O rebuliço interno no CDS teve laivos hollywoodescos e referências cinematográficas. Neste jornal, Ribeiro e Castro utilizou "A Golpada", com Paul Newman e Robert Redford, para abordar o pedido de congresso de Adolfo Mesquita Nunes. Noutro diário de referência, Telmo Correia responder-lhe-ia em estilo, preferindo "O Último Imperador", de Bertolucci. Na minha interpretação do enredo, não vou tão longe. Em "Heat", de Michael Mann, filmado no ano em que nasci, dá-se uma célebre cena em que Robert de Niro telefona ao antagonista e diz: "Estou a falar para um telefone vazio.
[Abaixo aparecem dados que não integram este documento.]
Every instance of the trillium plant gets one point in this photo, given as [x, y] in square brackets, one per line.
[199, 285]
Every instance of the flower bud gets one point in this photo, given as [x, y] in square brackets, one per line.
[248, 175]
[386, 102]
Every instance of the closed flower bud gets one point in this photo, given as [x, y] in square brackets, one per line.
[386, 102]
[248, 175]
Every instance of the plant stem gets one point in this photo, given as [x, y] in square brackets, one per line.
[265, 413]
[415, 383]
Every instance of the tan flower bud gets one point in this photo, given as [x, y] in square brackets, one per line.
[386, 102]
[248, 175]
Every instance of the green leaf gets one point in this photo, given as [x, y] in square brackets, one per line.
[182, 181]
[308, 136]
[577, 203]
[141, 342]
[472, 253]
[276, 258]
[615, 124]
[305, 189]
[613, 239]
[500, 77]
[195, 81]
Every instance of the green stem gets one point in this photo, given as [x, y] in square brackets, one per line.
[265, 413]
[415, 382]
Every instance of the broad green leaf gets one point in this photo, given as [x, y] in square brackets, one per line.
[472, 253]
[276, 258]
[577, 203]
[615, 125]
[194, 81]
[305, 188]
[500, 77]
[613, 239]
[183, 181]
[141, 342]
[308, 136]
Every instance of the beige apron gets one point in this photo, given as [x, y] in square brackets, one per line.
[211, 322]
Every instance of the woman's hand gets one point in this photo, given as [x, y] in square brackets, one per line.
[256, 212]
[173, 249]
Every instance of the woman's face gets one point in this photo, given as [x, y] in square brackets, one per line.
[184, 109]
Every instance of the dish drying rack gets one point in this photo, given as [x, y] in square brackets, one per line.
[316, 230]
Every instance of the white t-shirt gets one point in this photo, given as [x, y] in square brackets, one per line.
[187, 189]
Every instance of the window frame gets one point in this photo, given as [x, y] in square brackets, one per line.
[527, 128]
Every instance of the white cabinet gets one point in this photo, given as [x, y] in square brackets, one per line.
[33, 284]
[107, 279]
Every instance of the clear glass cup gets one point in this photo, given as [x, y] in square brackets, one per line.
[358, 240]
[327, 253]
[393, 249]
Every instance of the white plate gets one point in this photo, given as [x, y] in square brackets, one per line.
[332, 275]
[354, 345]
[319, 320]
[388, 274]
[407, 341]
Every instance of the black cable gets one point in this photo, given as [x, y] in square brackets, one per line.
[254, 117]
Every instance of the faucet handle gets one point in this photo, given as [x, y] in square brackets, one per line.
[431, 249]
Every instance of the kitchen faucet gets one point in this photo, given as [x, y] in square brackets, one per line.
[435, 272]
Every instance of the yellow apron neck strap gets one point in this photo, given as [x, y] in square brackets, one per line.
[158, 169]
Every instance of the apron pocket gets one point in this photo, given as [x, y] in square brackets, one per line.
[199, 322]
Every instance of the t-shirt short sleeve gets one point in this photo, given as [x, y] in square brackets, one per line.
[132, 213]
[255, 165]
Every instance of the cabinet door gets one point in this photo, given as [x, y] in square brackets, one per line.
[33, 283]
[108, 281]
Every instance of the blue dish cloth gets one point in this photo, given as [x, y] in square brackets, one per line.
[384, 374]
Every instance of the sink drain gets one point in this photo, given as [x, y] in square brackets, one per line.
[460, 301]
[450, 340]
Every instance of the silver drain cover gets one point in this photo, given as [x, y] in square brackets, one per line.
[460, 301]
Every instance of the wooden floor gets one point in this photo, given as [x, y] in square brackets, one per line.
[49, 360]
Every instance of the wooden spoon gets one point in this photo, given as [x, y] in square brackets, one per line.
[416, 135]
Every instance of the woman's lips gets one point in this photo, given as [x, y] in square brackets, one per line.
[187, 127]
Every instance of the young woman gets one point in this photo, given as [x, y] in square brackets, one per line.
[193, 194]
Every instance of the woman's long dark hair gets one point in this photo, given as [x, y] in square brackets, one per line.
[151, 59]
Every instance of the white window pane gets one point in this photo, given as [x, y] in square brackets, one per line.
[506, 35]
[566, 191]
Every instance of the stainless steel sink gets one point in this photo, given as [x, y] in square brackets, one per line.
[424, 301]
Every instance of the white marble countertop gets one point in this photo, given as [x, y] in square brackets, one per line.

Porquê? Porque há um homem morto do outro lado da linha".

É um pouco aí que o CDS está hoje. Francisco Rodrigues dos Santos sobreviveu à procura de clarificação despontada por Mesquita Nunes, mas as condições políticas que mantém para exercer o cargo são dúbias. Dono de uma Comissão Política Nacional com a média de uma demissão por dia nas últimas semanas e de uma Comissão Executiva órfã do grupo que lhe ofereceu a liderança, a fragilidade da sua direção é indesmentível. Por mais substituições e reformulações que ensaie, o cenário é idêntico ao de um governo em que metade dos ministros se demitiram mas que o parlamento vai protegendo de eleições. É estatuariamente válido? Absolutamente. Mas politicamente sólido? De forma alguma.

Além do triste espetáculo que foi oferecer às televisões as intervenções caseiras dos conselheiros nacionais, o fim de semana do CDS pareceu empenhado em aliviar a alma de um país aflito com o desastre sanitário. No Twitter, choveram memes. No país real, encolheram-se ombros. Na bolha política, reviraram-se olhos. Quem viu ou recebeu os expressivos vídeos de alguns dirigentes centristas interrogou-se certamente sobre a data do lançamento do manual de "Como destruir um partido para totós".

Que a moção de confiança de Rodrigues dos Santos tenha passado somente com os votos das inerências da sua direção é um pormenor relevante, mas que não belisca a sua legitimidade. As suas continuadas incoerências é que, por seu turno, lançam dúvidas quanto à sustentabilidade do seu mandato.

O homem que foi eleito em congresso proclamando "uma nova direita" vem agora colar-se à "direita social" de Marcelo Rebelo de Sousa, furtando até o "viva sempre Portugal" com que o Presidente da República celebrou a reeleição. Para quem tanto torce o nariz a projetos catch-all não deixa de ser irónico ouvi-lo mimetizar o político mais catch-all de todos.

Quanto aos remoques contra a direção que o antecedeu, tudo se torna risível a partir do momento em que vilipendia o programa eleitoral pelo qual ele próprio fez campanha e, mais flagrantemente, quando ataca o legado de Assunção Cristas ao mesmo tempo que a considera a melhor solução para Lisboa, nas autárquicas deste ano. Afirmar-se "o presidente das bases" e vir-se a descobrir que lhes ocultou demissões da sua Comissão Política durante meses ultrapassa a ironia, caindo na quebra de confiança. Os apoiantes de Chicão acusarem os contestatários de "insensibilidade social" por se terem insurgido durante uma pandemia serem os mesmos que, horas depois, batiam palmas à sua ida a um programa de comédia foi, de facto, hilariante.

Em relação às críticas aos militantes que mantêm "uma vida profissional ativa", creio que nem Rodrigues dos Santos acredita nisso ou não permaneceria, com todo o mérito, consultor num escritório de advocacia. Um político convertido em funcionário partidário seria, obviamente, a coisa mais velha que um jovem poderia representar. E faria alguém, como Pacino para De Niro no tal "Heat", avisar do outro lado da mesa do café: "Brother, you"re going down".